2013年01月

2013年01月20日

シンガポール第1便 4

今回の学生たちは、この学校では5期生と6期生になります。

これまでの学生たちと比べると、一番真面目に熱心に取り組んでいるようです。

前回話した通り、この学校は紆余曲折を得て再開し、その結果今までより入学基準を上げたようです。
比較的、いろんな面で技術の高い学生が多いように思います。

特に2年生は、今までに「クーリヤッタム」「京劇」を習っているので、身体の使い方が上手な人が多いですね。
舞や舞踊やダンスといったものは、やはり根底に流れる基礎技術は同じなのだと思います。
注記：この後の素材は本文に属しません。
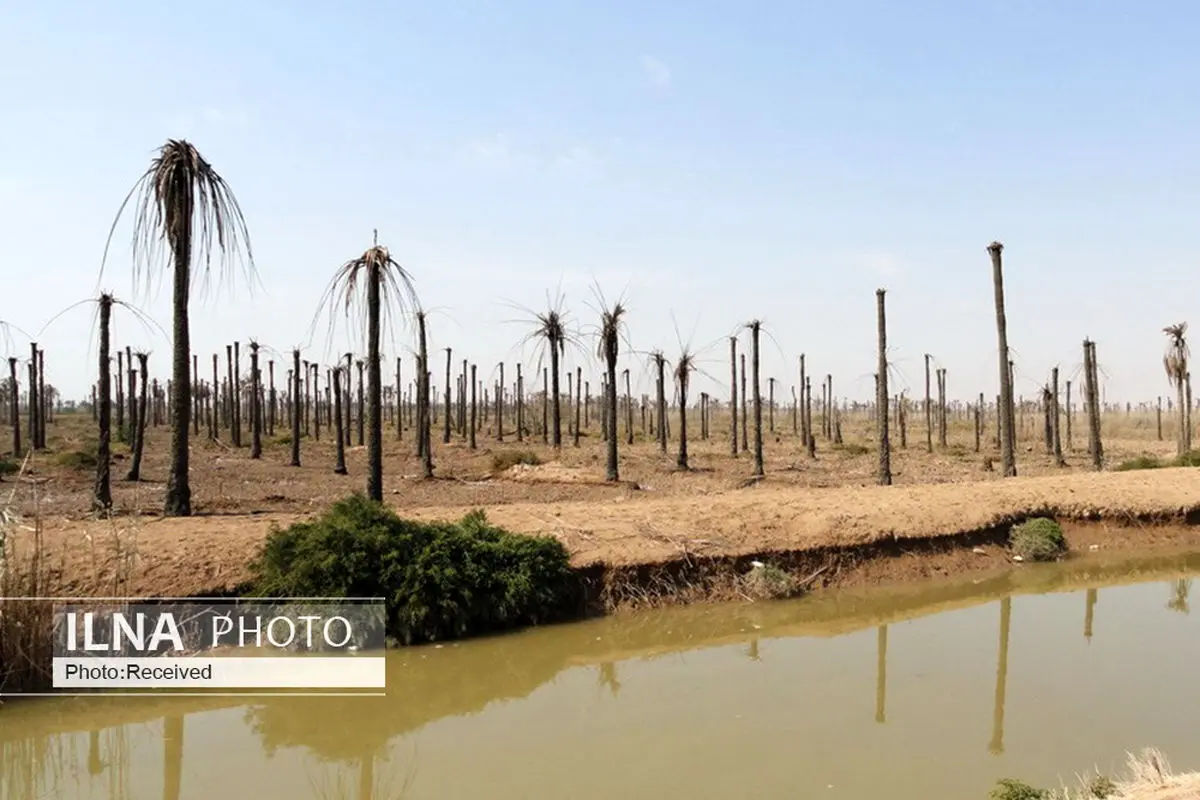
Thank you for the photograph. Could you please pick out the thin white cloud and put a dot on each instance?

何かに秀でている人は、他の物をやっても結構様になるものです。

1年生は、この1月に入学したばかりです。


まさに、入学早々能漬けの日々を送っています。

どの学校でも同じだと思いますが、入学当初はお互いにそれぞれの性格やキャラクターを探りながら接している感じがありますね。
ましてや、この学校のように色んな国から集まっていればなおさらでしょう。
なんか、その初々し感じが、懐かしいです。

私も初めて会う人々なので、接し方に気を使います。
ましてや、今回の私は英語が全然ダメです。

前回までは、英会話学校にも通っていたし、何よりも隔年でシンガポールに行っていたので、何となく口と耳に英語がなじんでいました。
やはり7年間のブランクは大きいようです。


授業は真面目に取り組んでくれるのですが、残念なのは放課後。
なかなか、一緒に飲む機会が作れません。

日本人には信じられないのですが、アジアの人たちは驚くほどお酒を飲みません。

学生といっても、それぞれの国で役者をやっていた人たちばかりで、年齢もほとんど25歳を超えている良い大人たちです。
学校帰りにチョット一杯というふうにならないのが不思議です。

もっとも彼らにしてみれば、いつもお酒ばかり飲んでいる日本人の方が、不思議なのでしょうが。


一昨日の金曜日、いつものように授業を終えます。

私「はい、今日はおしまい。挨拶しましょう」

一同「A RI GA TO U GO ZA I MA SHI TA」

ここまではいつもと同じ。
すると学生たちは、示し合わせていたようで、続けて挨拶します。

「Let's start Tiger Time」

私は目が点????

「Tiger Time」とは、シンガポールで有名なビール「タイガービール」を飲む時間という意味。
私が作った言葉です。

私はよく学生に、「やっと、授業が終わった。これからは私の大好きなTiger Timeだ」
などと言っていました。それに引っかけての挨拶でした。

学生全員から、一緒に飲みましょうと誘われました。
今まで、6学年の学生を教えていますが、こんなことは始めてです。
素直に嬉しかったです。

学校に隣接するバーで、楽しく飲みました。


翌土曜日は、午前中授業。シンガポールでは、まだ半ドンが生きています。
そしてその後、ホームパーティーに誘われました。

「発声と会話(Voice&Speech)の先生のお宅で開かれるホームパーティーに、先生も一緒に行きましょう」

これも嬉しいお誘い。
ロビン先生という、ニュージーランド人の先生のお宅へ、学生たちとお邪魔しました。

ロビン先生のご主人は、ギリシャ人で料理が大変得意だそうです。
美味しいギリシャ料理に舌鼓をうちました。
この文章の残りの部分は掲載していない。